Beyond ‘Sex and the iWorld’

LIHUE — As a professor of politics and an ordained minister, Dale Kuehne is an anomaly. In fact, there may not be anyone with the same combination of credentials in America.

“If there’s another one in the U.S., I haven’t met them yet,” he said.

It’s that unusual set of skills that led to his book, “Sex and the iWorld: Rethinking Relationships Beyond an Age of Individualism.” Kuehne, to put it simply, believes the country is in a bit of trouble with the decline of the family.

He said this is a culture in which 45 percent of children are born outside of marriage, where the majority of Americans will never marry, and where there is at the same time a growing group in favor of same-sex marriage, and yet more are losing faith in marriage altogether.

“It’s a world of individualism,” he said.

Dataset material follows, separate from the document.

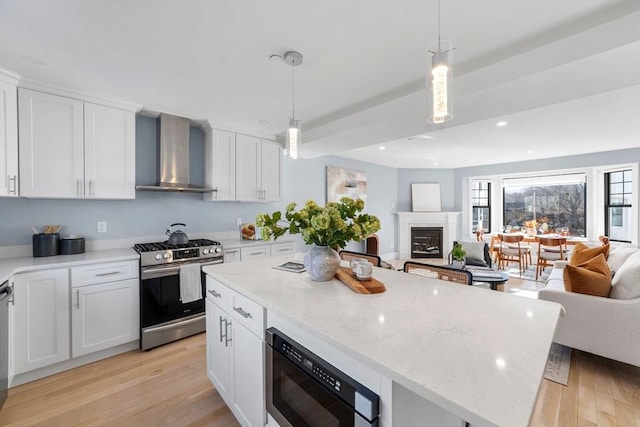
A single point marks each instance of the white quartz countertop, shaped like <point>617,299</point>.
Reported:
<point>228,243</point>
<point>477,353</point>
<point>11,266</point>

And there is a cost of that individualism, said Kuehne, a professor of St. Anselm College in Manchester, N.H., who will be speaking at Kauai Christian Fellowship this weekend. It is not, he said, a sustainable culture, economically.

“This world, this direction we’re going in, it’s not sustainable for many reasons, but the most obvious is economic,” he said.

Here’s why.

Governments around the world, U.S., Europe, Australia, are designed around the family, Kuehne said. Without strong families, medical costs will climb.

“Family is the best bargain government has, not just for rearing children, but taking care of the elderly,” the 56-year-old said.

“Governments are recognizing they can’t afford a world without family,” Kuehne said.

But it has become a world of individualism and a turning from family, he said. There is a prevailing attitude that people can find happiness however and in whatever ways they want. It’s a world where the Ten Commandments don’t matter to most people.

“In my lifetime, we’ve flipped to a world, which is called the i World,” he said.

But there is a solution, and it’s the thesis of his book. It’s a matter of reconnecting with family and friends and strangers, too.

“What we’re going to have to do, we’re going to have to rediscover relationships,” Kuehne said. “We’re going to have to rediscover each other.”

Kuehne, founding director of the New Hampshire Institute of Politics and an ordained minister of the Evangelical Convenant Church of America, said his research focuses on the relationship between Christianity, politics, and human sexuality.

Kuehne will speak at two morning services and at 7 p.m. Sunday at KCF.

Rick Bundschuh, KCF pastor, said it is the church’s “aim to help illuminate the road less traveled and we are excited that Professor Kuehne is partnering with us in that goal.”

“As a community of faith, we are deeply committed to values which advance the common good,” Bundschuh said. “The clarity and undeniable logic in the way Dale presents both the crisis facing modern culture and the hope available for those who are willing to embrace it seemed like an important message for our people to understand and act upon.”